Hang after upgrade to 16.04

Bug #1680502 reported by Arlie Stephens
6
This bug affects 1 person
Affects Status Importance Assigned to Milestone
linux (Ubuntu)
Expired
High
Unassigned
Xenial
Expired
High
Unassigned

Bug Description

Last week I upgraded from 12.04 LTS to 14.04 LTS and then immediately to 16.04 LTS.

12.04 was not entirely stable; something was crashing regularly, and the Ubuntu tools make it hard for a user to determine what. The upgrade went moderately well; I now get error messages during system startup (about an unnamed file not being found) and a couple of other bits of flakiness, but I counted it as a success and the system as functional.

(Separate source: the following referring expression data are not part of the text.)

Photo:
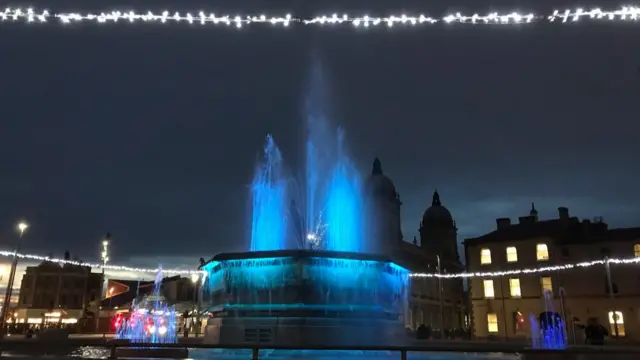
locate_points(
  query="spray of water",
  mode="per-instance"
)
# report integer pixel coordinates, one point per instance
(548, 331)
(151, 320)
(324, 210)
(333, 199)
(269, 192)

This morning I tried to wake up my screen, and nothing much happened. I then attempted to ssh to the ubuntu box from another system. This requested my password almost instantly, as normal - but then nothing else happened, and the connection eventually dropped.

I conclude that IP and TCP are functional, and it's possible for some processes to respond, but not many. So it's not a complete kernel hang. (In particular, I'm seeing evidence that it's getting beyond things done at interrupt level.)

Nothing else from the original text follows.